2
votes

So, the idea is that I would take the following code used to run MongoDB queries in haskell

And I would like to turn it into this, so that I can pretend that the run function is a "db", like in the normal mongo driver.

db <- connectDb "127.0.0.1" "testdb" 
db $ delete $ select [] "mycollection"

Here's the function I wrote to do it:

mdb :: (MonadIO m) => String -> String -> IO (Action m a -> m (Either Failure a))
mdb hostname dbname = do
    pipe <- runIOE $ connect $ host hostname
    return (access pipe master (pack dbname))

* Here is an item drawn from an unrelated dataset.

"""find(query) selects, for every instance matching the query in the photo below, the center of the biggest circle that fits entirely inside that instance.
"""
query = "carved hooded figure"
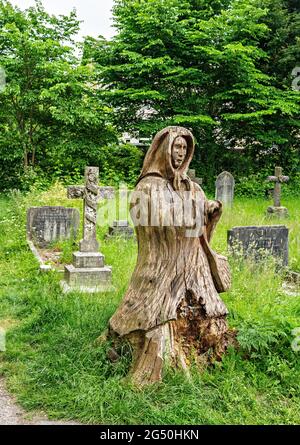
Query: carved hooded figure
(172, 288)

I got the type by leaving it untyped, then asking ghci what the type was. I barely understand it.

So here's the question

When I make my program have ONLY db <- connectDb "127.0.0.1" "testdb" and don't use it, it fails with this Ambiguous Type error: https://gist.github.com/1337864 - How can I make it unambiguous? Is it a bad idea to make this kind of an abstraction? How would you do it?

1

1 Answers

6
votes

I always feel like answering these questions "this is because your type is ambiguous". For example, if you were given a value:

MonadIO m => (Action m a -> m (Either Failure a))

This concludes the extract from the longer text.